I believe the Holy Spirit touched Ridley Scott, together with his wife, through the documentary. They reached out to David, and by God’s grace, Harpo Studios released its option and the Scotts took possession of it. They took the story to Sony Pictures, and the studio was immediately on board. All of a sudden, we had a deal. After waiting years for something to happen, we were in business in a matter of weeks after the Scotts came on board.
As God would have it, Ridley and Giannina reached out to Peter Landesman to write a script. They had no idea that Harpo Studios had approached him several years earlier. Some might call this a coincidence; I called it the handiwork of God.
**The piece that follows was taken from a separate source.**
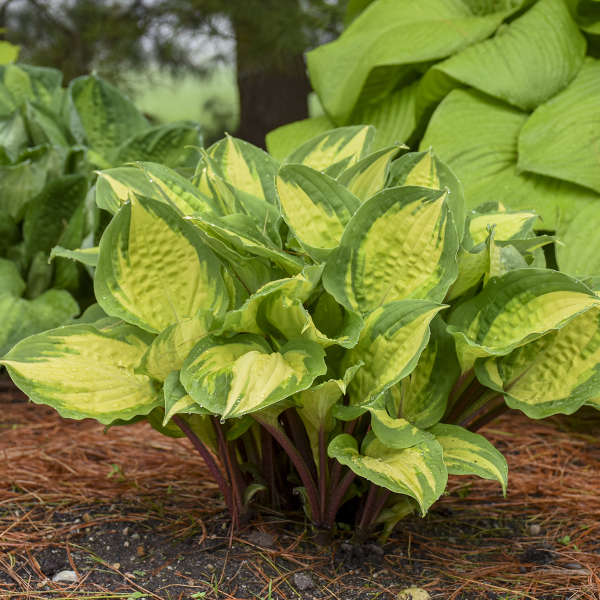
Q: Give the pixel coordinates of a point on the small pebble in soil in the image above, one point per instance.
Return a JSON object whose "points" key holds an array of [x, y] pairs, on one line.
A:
{"points": [[260, 538], [413, 594], [303, 581], [65, 577]]}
Peter later told me that when Ridley called him, he asked, “Do you know about Bennet Omalu?”
Peter laughed. “What do you mean do I know about him? I know him extremely well. I’ve been in his home and spent time with his family.” I guess that sealed it. Peter was the man for the job of writing the script. God answered my prayers and put everything in place in His perfect timing. To me, the movie was simply a miracle.
When work began on the script, Peter invited me to come down to Hollywood to meet with him for a few days at Ridley Scott’s production company, Scott Free. For three straight days, I sat in a conference room with a team that included Peter, Jeanne Marie Laskas, Amal Baggar, and David Wolthoff as I poured out every detail of my life’s story. We started as early as 7:00 a.m. and went as late at 10:00 p.m. Everyone in the room asked me deeply penetrating questions about why I did what I did. I soon realized I no longer had any secrets. My whole life was about to become public knowledge, but I did not care, if in sharing my story, even one person might be helped.